As reported by the Seattle Times,
Shortly after suspending a major clinical trial because of serious illness in a patient, Targeted Genetics and federal regulators said Thursday that the person had died.The Scientist provided a little more detail about the therapeutic intervention.
Whether it was the experimental arthritis drug being tested that caused the illness is not yet known. But the condition 'was related in time to the receipt of a second injection of the product,' the U.S. Food and Drug Administration said Thursday in a statement. The agency is investigating whether the illness was related to the treatment.
'We do not yet understand the cause of death,' said Barrie Carter, Targeted Genetics' chief scientific officer.
Some 127 patients have received an initial dose of the active drug or placebo, including 74 that received a second dose of the drug, Targeted Genetics said. The drug, known as tgAAC94, is designed to be used along with other therapies.
Researchers in the field say the treatment's delivery vector, an adeno-associated virus (AAV), was unlikely to be the culprit.The Washington Post reported that a US National Institutes of Health (NIH) panel that reviewed the initial project protocol had some serious doubts.
'Vectors in this class have been used on hundreds of patients over the last 12 years, and are not associated with acute toxicity,' said Terence Flotte of the University of Massachusetts Medical School in Worcester. Flotte has been a principal investigator in several clinical trials of AAV-based gene therapy, but is not associated with the trial in question. 'I've never seen anything like this,' he told The Scientist. 'Whatever this is, it's unusual.'
In the trial, the AAV vector delivered a transgene encoding the receptor for tumor necrosis factor (TNF)-alpha, a cytokine that causes joint swelling in arthritis patients. The receptor, secreted by the target cells, binds to TNF-alpha, to reduce inflammation and protect the joint.
Usually prescribed for autoimmune conditions such as rheumatoid arthritis, the TNF-alpha receptor works by suppressing the immune system. But the protein could also have opened the door to an infection, suggested Flotte.
Unlike the vast majority of such proposals, all of which aim to treat diseases by giving patients new genes, the plan to inject trillions of genetically engineered viruses into the joints of patients with arthritis was flagged for a special public review by the federal Recombinant DNA Advisory Committee, part of the National Institutes of Health.
At that Sept. 17, 2003, meeting, representatives of the sponsoring company, Targeted Genetics Corp. of Seattle, listened as a panel of experts wondered aloud why such a novel and possibly risky approach was to be offered to patients who were not especially ill, including some who had not even tried standard treatments.
Reviewers questioned the justification for the study, given that animal studies had found only a 'limited correlation' between the treatment and any improvements in subjects' condition.

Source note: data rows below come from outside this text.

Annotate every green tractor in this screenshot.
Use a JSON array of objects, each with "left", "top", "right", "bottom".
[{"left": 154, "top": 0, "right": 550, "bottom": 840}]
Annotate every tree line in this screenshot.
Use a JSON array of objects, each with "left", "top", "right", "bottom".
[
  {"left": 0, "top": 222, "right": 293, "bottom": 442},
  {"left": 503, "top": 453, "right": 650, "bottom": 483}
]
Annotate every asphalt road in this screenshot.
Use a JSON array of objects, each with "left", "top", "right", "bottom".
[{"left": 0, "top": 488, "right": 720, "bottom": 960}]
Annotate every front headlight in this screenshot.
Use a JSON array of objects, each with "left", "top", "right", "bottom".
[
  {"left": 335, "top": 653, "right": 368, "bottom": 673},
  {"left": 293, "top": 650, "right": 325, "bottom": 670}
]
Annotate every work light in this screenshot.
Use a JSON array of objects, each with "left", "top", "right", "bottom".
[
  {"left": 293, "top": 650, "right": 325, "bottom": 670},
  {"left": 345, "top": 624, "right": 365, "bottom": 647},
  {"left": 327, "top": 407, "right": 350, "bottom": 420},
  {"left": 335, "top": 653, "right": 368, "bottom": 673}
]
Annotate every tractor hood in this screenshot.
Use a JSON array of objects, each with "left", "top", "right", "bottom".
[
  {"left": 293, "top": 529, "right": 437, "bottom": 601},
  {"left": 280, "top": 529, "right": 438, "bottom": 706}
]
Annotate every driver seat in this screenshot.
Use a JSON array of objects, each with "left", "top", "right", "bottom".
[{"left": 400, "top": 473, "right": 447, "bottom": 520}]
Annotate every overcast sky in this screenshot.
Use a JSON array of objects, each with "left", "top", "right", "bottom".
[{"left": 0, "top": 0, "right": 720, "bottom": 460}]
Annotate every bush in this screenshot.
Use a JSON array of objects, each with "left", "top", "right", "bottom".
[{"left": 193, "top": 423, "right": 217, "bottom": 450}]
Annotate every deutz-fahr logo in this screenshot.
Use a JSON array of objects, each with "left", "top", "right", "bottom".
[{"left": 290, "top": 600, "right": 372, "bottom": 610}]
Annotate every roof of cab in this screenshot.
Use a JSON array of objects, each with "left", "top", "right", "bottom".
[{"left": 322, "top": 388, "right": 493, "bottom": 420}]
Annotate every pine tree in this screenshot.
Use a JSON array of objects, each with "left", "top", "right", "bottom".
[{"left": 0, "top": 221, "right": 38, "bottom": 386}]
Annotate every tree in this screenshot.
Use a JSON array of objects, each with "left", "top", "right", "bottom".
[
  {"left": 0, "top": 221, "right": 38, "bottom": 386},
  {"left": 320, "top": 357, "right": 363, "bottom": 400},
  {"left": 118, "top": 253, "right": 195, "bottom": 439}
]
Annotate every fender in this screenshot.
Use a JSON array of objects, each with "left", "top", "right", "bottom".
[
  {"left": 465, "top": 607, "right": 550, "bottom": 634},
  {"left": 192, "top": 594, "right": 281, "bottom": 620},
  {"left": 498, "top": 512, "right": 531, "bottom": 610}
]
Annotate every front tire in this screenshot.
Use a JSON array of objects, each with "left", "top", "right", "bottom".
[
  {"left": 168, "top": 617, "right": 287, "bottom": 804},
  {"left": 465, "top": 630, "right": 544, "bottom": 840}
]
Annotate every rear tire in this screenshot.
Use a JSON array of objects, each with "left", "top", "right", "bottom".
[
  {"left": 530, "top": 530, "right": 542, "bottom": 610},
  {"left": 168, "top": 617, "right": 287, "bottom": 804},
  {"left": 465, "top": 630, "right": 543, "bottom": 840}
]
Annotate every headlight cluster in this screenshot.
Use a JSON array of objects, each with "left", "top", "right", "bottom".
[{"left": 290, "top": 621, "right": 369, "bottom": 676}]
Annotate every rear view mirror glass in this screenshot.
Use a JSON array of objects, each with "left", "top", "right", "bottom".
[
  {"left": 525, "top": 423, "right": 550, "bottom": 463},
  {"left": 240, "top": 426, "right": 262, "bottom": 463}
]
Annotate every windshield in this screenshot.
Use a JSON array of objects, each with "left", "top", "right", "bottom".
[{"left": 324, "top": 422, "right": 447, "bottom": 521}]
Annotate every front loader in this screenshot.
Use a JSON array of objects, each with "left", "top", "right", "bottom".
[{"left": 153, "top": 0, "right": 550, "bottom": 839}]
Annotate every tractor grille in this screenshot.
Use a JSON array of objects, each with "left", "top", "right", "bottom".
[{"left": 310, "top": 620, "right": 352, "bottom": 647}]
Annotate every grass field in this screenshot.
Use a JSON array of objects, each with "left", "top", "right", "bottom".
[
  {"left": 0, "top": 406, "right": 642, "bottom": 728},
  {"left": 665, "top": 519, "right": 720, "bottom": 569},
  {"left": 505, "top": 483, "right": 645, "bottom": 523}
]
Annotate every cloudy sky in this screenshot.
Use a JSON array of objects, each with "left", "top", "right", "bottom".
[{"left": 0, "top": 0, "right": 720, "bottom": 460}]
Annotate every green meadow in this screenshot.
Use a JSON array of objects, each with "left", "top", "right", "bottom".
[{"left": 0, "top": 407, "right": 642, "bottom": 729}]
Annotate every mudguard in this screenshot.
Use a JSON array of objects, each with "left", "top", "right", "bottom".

And they asked for more assurance that the engineered viruses were not going to spread around the body or cause untoward immune system reactions in patients.
Some also expressed concern that the informed consent document the researchers planned to use to describe the risks and benefits to participating patients was not upfront enough about the fact that the study was unlikely to help them and was designed merely to test the new approach's safety.
Even more eerie was the study's ties to a previous failed study of gene therapy. Per the Seattle Times,
The death is the second in the history of gene-therapy trials, experts said. In 1999, 18-year old Jesse Gelsinger, part of a University of Pennsylvania study on an inherited liver disease, died of a massive immune reaction to a gene-therapy treatment.
There's a business link to Targeted Genetics from that case: The UPenn experiment was led by Dr. James Wilson, whose company, Genovo, licensed the technology used in the trial. Targeted Genetics acquired Genovo in 2000 for $66 million in stock.
The company, however, says that there's no Genovo technology in its inflammatory-arthritis drug.
Note further that Wilson, who owned 30% of Genovo stock, reportedly made $13.5 million from the sale of the company to Targeted Genetics, per an article in the Seattle Times "Uninformed Consent" series.
It's too early to tell what this case means, but I do have some comments. Just because a treatment has been used on "hundreds" of patients does not mean that it has no serious acute side-effects. It only means that such side-effects may be relatively infrequent.
I may be overly conservative, but it seems we know a lot less about the sort of treatment used in this trial than we do about many other treatments. Occasionally, other novel treatments that seemed as if they ought to have been safe have not. Recall the TGN 1412 case (see post here) as well as the case of Jesse Geisinger noted above. Thus, in retrospect, it is easy to say that extreme caution in the first trials of the treatment was indicated. Instead, it often seems that people who work at the cutting edge of biotechnology are in a big hurry to develop their products. It is not clear from current reporting the extent that the design of the trials of tgAAC94 reflected the concerns of the 2003 NIH panel.
So we will keep an eye on this one. Some questions to keep in mind, based partly on the TGN 1412 story, are: how was the trial actually designed, what illnesses did subjects actually have, and what sort of informed consent did subjects give? Who actually carried out the trial (I assume it was not Targeted Genetics personnel)? Did previous animal or in vitro studies of tgAAC94 suggest the possibility of any bad adverse effects?